1) My wife became pregnant and we are to be parents for the first time.

2) I turned 50 just this week - here in November 2009.

I could bore you with the long details - suffice to say we have been married for over 14 years and we have tried just about every method in the book and could have bought a nice flat with the money we have spent on IVF treatments but just when we were considering new options, a miracle occurred and my wife became pregnant at the age of 43 in June this year - naturally.

The startling reality took a long while to hit home. I am old, fat, unfit and in precarious employment, at an age where things could go horribly wrong. We are 6 and a half months into the term and only now have I really realised that things are going to be very, very different.

First up, we love kids - adore them. We have 4 nephews we think are superb, two nieces we don't see much of but love and two new nieces who are twins who are the most adorable forms of life you can kind find - and that includes cute kittens. And we have two godchildren who consider us family - in fact, I treasure the card for my 50th from my goddaughter who called me the 'Best Uncle in the World'. I should have her stuffed and put in reception.

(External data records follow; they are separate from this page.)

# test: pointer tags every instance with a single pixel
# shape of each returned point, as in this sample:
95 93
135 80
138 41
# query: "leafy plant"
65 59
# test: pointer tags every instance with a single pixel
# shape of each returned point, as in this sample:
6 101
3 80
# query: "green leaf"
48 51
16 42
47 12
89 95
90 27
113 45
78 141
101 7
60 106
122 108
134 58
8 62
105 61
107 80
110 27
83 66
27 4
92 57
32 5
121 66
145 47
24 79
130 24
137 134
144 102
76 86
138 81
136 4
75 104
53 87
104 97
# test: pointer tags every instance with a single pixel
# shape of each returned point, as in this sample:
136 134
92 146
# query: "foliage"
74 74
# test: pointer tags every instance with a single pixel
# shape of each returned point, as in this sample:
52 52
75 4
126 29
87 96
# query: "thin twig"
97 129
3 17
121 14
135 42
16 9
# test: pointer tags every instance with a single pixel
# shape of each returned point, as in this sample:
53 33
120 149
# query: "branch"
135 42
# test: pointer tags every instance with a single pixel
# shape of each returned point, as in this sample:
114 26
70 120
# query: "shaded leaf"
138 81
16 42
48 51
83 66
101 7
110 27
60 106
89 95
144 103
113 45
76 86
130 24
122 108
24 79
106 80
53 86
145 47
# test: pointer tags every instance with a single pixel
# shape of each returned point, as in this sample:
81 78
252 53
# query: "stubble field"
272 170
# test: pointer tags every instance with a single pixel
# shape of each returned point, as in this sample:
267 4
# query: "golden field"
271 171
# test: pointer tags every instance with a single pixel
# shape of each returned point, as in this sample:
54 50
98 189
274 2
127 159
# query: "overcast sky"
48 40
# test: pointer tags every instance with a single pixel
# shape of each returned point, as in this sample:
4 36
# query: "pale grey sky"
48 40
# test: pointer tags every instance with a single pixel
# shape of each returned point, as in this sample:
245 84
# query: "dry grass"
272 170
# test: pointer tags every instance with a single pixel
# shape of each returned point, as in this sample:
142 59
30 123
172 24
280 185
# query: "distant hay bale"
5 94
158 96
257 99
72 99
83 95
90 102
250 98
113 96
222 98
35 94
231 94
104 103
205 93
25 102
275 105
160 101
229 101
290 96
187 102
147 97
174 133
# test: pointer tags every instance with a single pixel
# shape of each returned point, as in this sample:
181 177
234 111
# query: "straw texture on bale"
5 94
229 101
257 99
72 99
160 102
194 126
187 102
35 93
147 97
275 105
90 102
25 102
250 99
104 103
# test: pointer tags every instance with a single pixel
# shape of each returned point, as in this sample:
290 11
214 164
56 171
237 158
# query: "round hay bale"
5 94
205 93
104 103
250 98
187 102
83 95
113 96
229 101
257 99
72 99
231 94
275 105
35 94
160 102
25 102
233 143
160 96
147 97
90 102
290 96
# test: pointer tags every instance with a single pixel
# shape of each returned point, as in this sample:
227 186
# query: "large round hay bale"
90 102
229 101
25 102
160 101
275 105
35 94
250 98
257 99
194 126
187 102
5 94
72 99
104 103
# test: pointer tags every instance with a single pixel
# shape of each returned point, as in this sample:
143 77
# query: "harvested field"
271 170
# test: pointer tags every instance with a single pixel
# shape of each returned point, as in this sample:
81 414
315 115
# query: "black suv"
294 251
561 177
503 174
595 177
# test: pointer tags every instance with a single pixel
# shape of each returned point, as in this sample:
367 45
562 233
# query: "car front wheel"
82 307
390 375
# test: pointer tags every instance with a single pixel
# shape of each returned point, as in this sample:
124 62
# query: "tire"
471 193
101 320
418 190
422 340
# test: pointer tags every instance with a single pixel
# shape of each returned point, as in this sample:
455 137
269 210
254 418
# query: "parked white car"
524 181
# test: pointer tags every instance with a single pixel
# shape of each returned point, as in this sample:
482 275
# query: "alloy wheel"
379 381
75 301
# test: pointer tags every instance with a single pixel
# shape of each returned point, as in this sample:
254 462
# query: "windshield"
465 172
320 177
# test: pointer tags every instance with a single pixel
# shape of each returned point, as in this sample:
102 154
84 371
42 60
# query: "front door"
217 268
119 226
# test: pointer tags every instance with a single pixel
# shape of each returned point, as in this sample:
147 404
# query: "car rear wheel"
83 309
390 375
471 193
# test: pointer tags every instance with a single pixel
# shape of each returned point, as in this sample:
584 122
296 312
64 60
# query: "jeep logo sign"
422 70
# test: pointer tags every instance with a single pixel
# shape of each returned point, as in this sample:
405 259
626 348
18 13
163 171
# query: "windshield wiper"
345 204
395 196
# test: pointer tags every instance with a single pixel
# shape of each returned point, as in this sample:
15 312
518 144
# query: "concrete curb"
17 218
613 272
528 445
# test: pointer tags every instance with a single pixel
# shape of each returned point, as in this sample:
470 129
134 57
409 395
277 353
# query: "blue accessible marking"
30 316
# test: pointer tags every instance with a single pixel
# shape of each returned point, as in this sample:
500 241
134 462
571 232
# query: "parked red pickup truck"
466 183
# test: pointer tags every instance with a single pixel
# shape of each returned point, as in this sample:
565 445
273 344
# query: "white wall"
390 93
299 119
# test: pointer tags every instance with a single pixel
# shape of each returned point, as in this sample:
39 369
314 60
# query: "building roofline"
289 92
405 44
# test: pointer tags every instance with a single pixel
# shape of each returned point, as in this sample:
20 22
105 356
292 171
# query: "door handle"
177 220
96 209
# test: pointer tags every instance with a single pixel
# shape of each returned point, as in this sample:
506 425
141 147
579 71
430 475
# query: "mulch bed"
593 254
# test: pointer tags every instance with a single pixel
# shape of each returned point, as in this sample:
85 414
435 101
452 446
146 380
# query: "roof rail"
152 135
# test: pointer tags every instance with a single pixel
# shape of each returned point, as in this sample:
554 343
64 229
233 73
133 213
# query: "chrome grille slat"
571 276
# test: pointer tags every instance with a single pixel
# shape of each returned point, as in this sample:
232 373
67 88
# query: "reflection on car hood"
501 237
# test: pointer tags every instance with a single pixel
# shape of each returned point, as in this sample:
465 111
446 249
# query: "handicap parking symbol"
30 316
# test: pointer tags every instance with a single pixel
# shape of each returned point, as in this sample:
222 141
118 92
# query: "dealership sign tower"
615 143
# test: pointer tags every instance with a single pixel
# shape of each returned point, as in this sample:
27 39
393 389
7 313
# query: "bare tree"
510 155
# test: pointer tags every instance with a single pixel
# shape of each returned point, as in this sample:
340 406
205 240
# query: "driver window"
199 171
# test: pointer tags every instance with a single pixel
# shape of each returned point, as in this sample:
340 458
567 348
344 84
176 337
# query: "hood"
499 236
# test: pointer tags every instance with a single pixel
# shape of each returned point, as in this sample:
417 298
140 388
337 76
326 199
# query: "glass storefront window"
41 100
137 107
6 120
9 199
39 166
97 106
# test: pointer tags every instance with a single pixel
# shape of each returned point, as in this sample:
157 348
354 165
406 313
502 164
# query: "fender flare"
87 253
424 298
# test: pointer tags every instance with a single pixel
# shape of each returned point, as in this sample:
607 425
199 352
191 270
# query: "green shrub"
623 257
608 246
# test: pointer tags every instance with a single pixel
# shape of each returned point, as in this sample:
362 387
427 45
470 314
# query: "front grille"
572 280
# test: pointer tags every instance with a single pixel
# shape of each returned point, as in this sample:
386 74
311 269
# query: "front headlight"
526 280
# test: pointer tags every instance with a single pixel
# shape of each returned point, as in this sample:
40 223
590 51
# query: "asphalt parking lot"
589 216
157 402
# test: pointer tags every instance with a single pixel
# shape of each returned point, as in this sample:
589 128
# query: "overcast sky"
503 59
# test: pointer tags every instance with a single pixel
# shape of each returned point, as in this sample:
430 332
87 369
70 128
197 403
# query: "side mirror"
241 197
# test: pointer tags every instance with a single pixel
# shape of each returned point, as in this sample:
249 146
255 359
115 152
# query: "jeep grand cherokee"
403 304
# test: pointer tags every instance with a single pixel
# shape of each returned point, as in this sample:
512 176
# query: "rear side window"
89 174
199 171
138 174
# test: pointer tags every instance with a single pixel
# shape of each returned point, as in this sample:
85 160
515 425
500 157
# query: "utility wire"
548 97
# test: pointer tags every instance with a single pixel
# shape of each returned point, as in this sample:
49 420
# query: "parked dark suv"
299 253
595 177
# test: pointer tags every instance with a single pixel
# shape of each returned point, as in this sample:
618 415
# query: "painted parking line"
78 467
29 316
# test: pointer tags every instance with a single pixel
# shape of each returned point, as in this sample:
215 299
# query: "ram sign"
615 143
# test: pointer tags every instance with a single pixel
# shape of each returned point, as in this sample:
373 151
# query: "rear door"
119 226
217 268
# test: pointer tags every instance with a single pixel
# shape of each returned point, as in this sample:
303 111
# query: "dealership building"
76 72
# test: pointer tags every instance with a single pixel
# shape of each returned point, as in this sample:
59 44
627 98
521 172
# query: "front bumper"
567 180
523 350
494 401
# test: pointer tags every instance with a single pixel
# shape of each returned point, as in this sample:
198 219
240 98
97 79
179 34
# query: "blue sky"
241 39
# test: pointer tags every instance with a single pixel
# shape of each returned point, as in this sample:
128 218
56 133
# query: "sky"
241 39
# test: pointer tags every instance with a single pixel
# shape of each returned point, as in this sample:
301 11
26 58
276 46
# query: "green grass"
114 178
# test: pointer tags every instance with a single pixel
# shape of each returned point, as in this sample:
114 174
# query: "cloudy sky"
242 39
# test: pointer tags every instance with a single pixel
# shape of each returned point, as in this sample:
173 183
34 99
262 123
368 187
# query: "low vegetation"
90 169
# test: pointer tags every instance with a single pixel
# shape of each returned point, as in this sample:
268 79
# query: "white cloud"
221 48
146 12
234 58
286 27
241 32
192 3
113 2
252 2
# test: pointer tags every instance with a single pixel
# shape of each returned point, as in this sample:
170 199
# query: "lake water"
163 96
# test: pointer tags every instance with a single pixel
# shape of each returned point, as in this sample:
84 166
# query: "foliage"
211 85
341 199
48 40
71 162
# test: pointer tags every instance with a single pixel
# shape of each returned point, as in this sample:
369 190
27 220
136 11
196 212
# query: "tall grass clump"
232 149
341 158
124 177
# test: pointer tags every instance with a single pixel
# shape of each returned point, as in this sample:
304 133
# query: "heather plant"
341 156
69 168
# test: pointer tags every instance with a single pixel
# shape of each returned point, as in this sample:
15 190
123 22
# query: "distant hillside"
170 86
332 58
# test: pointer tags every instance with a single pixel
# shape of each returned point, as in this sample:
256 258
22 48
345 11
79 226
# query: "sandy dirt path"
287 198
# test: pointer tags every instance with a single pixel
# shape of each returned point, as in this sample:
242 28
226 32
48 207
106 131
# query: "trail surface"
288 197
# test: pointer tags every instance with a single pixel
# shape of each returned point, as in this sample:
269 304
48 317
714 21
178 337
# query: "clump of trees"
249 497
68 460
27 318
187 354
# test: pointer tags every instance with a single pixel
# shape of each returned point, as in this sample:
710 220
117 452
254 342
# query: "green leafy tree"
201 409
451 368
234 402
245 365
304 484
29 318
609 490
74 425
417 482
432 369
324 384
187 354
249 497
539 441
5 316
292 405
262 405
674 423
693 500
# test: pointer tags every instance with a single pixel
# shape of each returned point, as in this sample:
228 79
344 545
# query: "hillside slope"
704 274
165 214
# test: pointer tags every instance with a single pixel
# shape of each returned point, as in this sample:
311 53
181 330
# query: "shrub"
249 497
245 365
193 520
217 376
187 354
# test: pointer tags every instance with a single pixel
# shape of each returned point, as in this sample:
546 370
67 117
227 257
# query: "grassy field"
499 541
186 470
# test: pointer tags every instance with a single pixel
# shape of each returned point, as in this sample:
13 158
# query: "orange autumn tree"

So this child will be loved - we are two people who have always wanted our own child and more. It's just that now that I am 50, it is very different. I am going to be the oldest dad in the playground, unless I go to LA where it's Michael Douglas. Until a year or so ago, I was super fit and now I have gone to seed. I may look youngish but I am beginning to feel my age.

But the excitement of being a dad is kicking in. This blog is about a guy and his wife who are finding life is about to change very drastically. And guess what? I am scared.

I am going to be a geriatric dad. When my child is 18, I will be 68 - then he or she is 30, I will be 80. The good news, if I have any money left, is at least they will get it earlier than their peers. The bad news is that they will won't be able to invite their dad to the Parents vs. Pupils rugby, hockey, netball or cricket match as I will probably have a zimmer frame - and they aren't cool.

So read along with my thoughts, hopes, fears and attempts to be younger and cooler.